We have devised distinct mechanisms to insert code for pre-existing methods, nested methods, functions, and top-level code, though this aspect requires further exploration and refinement. After generating the code, we execute the corresponding test cases. If any test cases fail, the execution feedback is propagated back to the code generator and subsequently to the PlannerAgent. Each time the generated solution fails to pass the held-out tests, the entire setup is rerun, ensuring a continuous loop of improvement and refinement.
In summary, our approach to code generation involves a meticulous process of identifying buggy locations, regenerating entire method bodies to avoid indentation issues, and leveraging the AST module for seamless code replacement. This method is complemented by a robust feedback loop that ensures continuous improvement and accuracy in code generations
Framework-wise distribution of tests in SWE Lite
While designing the system, we saw that Sonnet performed marginally better than GPT-4o on code generation on multiple occasions. But for planning and filtering top-k files GPT-4o was better. We were able to solve 101 instances out of 300 of which the detailed analysis is given below :
The SWE-Bench Lite datasets is made up of 300 data instances across 12 repositories. The instances are divided amongst the above repos. Django makes the largest contribution to the dataset with 114 instances (38%). Flask has the least amount of data, with only 3 instances (1%).
SuperCoder’s performance on SWE-Bench Lite:
Out of the 300 instances available across the dataset, SuperCoder2.0 managed to solve 101 data instances achieving 34%. This shows the ability of our approach to solve coding problems across diverse repositories. The idea of using two two-tiered code search approach proves to be successful. It reduces the search space by, locating the top K files which are relevant to the given problem statement using the RAG system, and identifying the exact file where the edit is to be made using an agentic approach. This helped in achieving 34% solved cases across the repositories. The proper file location plays a major role in solving the given problems.

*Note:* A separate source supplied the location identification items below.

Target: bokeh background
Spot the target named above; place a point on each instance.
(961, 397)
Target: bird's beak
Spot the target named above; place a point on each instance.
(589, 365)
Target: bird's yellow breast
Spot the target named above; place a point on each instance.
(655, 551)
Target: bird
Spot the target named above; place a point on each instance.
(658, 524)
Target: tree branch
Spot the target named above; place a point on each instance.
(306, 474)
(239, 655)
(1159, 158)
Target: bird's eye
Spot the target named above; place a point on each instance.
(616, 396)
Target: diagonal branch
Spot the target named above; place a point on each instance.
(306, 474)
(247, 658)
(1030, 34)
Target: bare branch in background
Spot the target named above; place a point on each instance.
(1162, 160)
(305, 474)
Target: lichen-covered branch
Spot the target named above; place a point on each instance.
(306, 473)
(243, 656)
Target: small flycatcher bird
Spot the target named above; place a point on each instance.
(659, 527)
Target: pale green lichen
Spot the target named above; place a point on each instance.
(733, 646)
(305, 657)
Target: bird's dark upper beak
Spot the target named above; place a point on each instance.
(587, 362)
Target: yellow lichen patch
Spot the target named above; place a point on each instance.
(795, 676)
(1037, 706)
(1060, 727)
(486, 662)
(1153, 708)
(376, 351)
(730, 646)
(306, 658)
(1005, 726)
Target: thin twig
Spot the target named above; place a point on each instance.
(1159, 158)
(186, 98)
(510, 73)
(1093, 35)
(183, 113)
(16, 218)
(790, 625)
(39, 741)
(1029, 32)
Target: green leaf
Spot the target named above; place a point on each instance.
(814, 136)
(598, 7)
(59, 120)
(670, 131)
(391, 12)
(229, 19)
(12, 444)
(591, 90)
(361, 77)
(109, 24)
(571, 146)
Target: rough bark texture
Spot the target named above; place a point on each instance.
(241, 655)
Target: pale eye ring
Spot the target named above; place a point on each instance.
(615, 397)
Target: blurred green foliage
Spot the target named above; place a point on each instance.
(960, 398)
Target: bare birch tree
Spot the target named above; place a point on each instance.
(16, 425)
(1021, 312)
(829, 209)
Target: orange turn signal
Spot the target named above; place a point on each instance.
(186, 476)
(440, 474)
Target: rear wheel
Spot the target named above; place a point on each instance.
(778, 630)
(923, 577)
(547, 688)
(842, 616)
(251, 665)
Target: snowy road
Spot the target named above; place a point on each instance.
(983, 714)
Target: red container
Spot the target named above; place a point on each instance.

Successful patch generation across repositories:
The distribution of the 101 solved instances is shown in the figure above. The major number of instances that were solved belongs to Django (46 instances) making it to be 45.5% of the solved instances. SuperCoder2.0 managed to resolve all the instances of Seaborn due to its highly efficient agentic approach to code localization and generation.
Conclusion and next steps
We have used RAG-based flow along with file schema to locate the correct file, this has shown a good potential, but further file and method localization can be improved. Several other works in the same domain have used Repo Map to locate correct locations, which can be incorporated. Apart from these, we identified a few bottlenecks that we are working on:
- In some cases where the problem statement doesn’t give a proper indication of what the buggy location is and where it is, identifying that will be the next big step.
- Not every real-world problem will be like how the problem statement is given in the benchmarking dataset, so the autonomous AI developer has to account for carefully clarifying questions either through the help of a human developer or a proxy agent acting as a human developer.
- Several works have made use of test cases to effectively localize the faulty locations but using them depends on the availability of the test cases.
This is a great starting point from where we and others can start their journey and solve this exciting problem.